MISC’s long-term charter contracts for LNG, ethane and offshore assets continued to provide steady revenue to the group, having contributed to more than half in 1Q2022. The contracts are on fixed rates and therefore are not exposed to the volatility in market charter rates. In other segments, MISC’s petroleum shipping has benefited from increased charter rates in the mid-size tanker segment, while its heavy engineering operations have improved since the resumption of economic activities.
In 1Q2022, the group’s revenue increased by 12.9% y-o-y, contributed by higher revenue in all segments. The group is not significantly affected by high fuel prices as fuel cost is passed-through to customers under the group’s time charter contracts. However, financial performance could be weighed down by global supply chain disruptions which remain a key risk to project completion of its on-going assets under construction.

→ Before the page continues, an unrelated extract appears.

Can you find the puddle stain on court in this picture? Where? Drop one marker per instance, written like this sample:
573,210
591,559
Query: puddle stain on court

As at end-March 2022, MISC operates a fleet of 90 owned and seven chartered-in vessels, and 12 offshore floating facilities. The group continues to invest in new assets and is expected to receive two LNG carriers and four petroleum tankers by 2023 as well as a floating production storage and offloading (FPSO) in 1H2024. Given the group’s significant capex for the new assets, we expect free cash flow to remain negative.
MISC maintains a strong liquidity position with cash balances of RM5.6 billion. The group’s debt-to-equity (DE) ratio stood at 0.44x with a net DE of 0.28x as at end-March 2022. The group plans to sell part of its stake in the FPSO Mero 3 project to mitigate a potentially higher leverage level from additional borrowings.